Screengrab: Kubrick and the bomb

Screen GrabRichard Lutz sits down to his week-old tray of mince pies and picks the best of the movies on the box.

Are you the betting type? Like a flutter? Put a fiver on the 4.22 at Uttoxeter or the 2.15 at the dogs? If you are, slap a wager on which holiday is coming up from the following list of mawkish films splattered all over Channel Five this week. Mrs Miracle, The Christmas Card, Mistletoe over Manhattan, The Real St Nick….

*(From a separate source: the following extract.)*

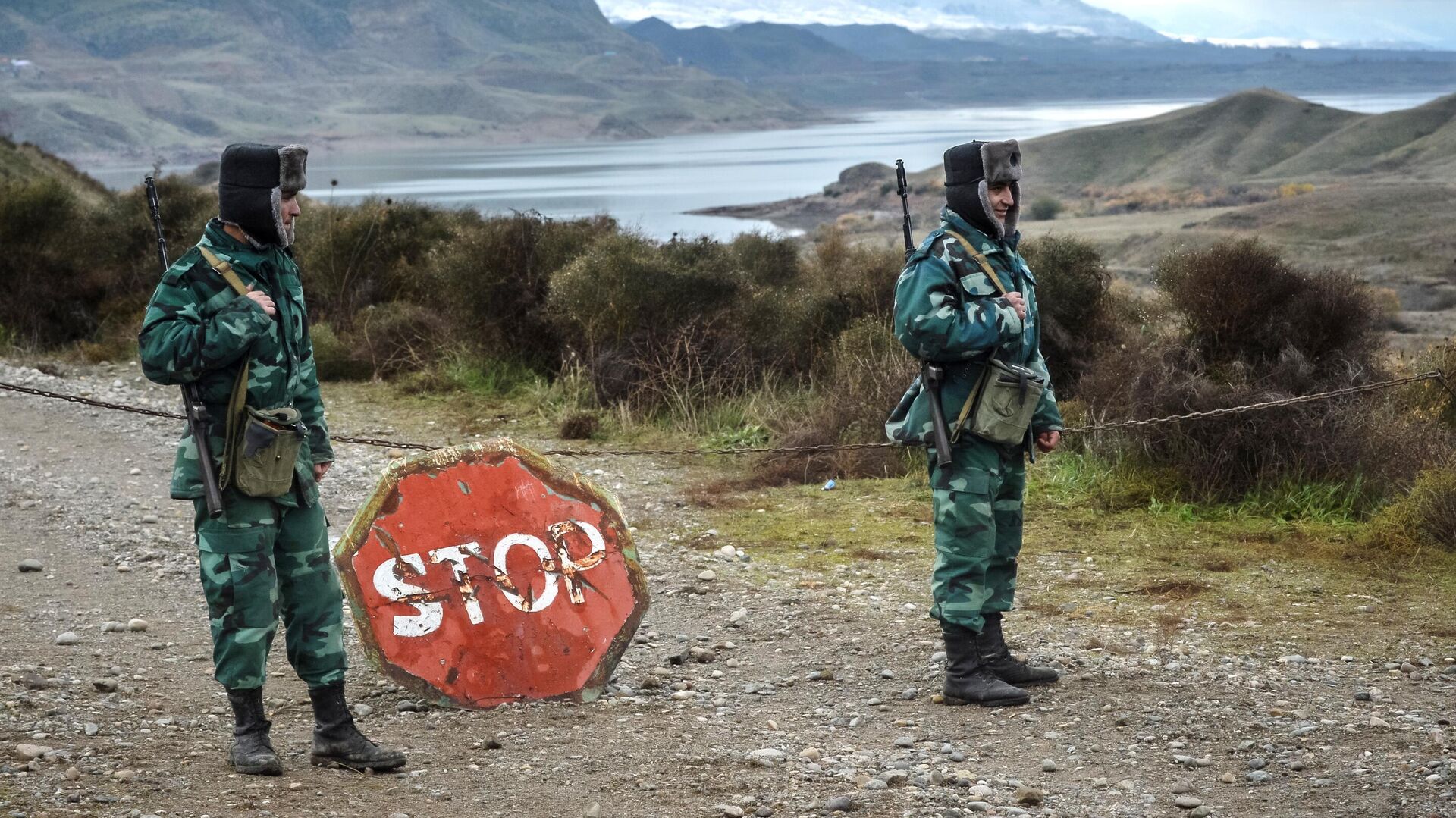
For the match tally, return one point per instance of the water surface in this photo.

I could go on. And, actually, I will at the end of this prestigious column that has won every arts award going ever (in Albania). Yes, it’s Christmas, Xmas, the Yuletide, Crimbo, St Nick’s Bunfight, the festive season…etc…etc.

Well, the unending run up to the thing anyway. But aside from the mudslide of Christmas films (see below), how about something whose quality you can feel when you rub it between your fingers, a movie that has staying power?

Casting aside this week’s other quality offerings such as the Elstree beauty Passport to Pimlico (a prescient anthem for UKIP) or that bleak masterpiece The Seventh Seal, there is a warning to us all in the shape of Stanley Kubrick’s Dr Strangelove (Fri, 13.10, Film4).

Made at the threshold of the mid-sixties, when the world went nuts over four Scousers with drainpipe trousers and Commie conspiracy threats, it is a brilliant satire on a planet heading for hell in a nuclear handcart (Word has it that we still are heading that way).

The whacko plot goes like this: a psychotic US general (named Jack D. Ripper) believes the Russkies are poisoning American drinking water and “sapping our precious bodily fluids.”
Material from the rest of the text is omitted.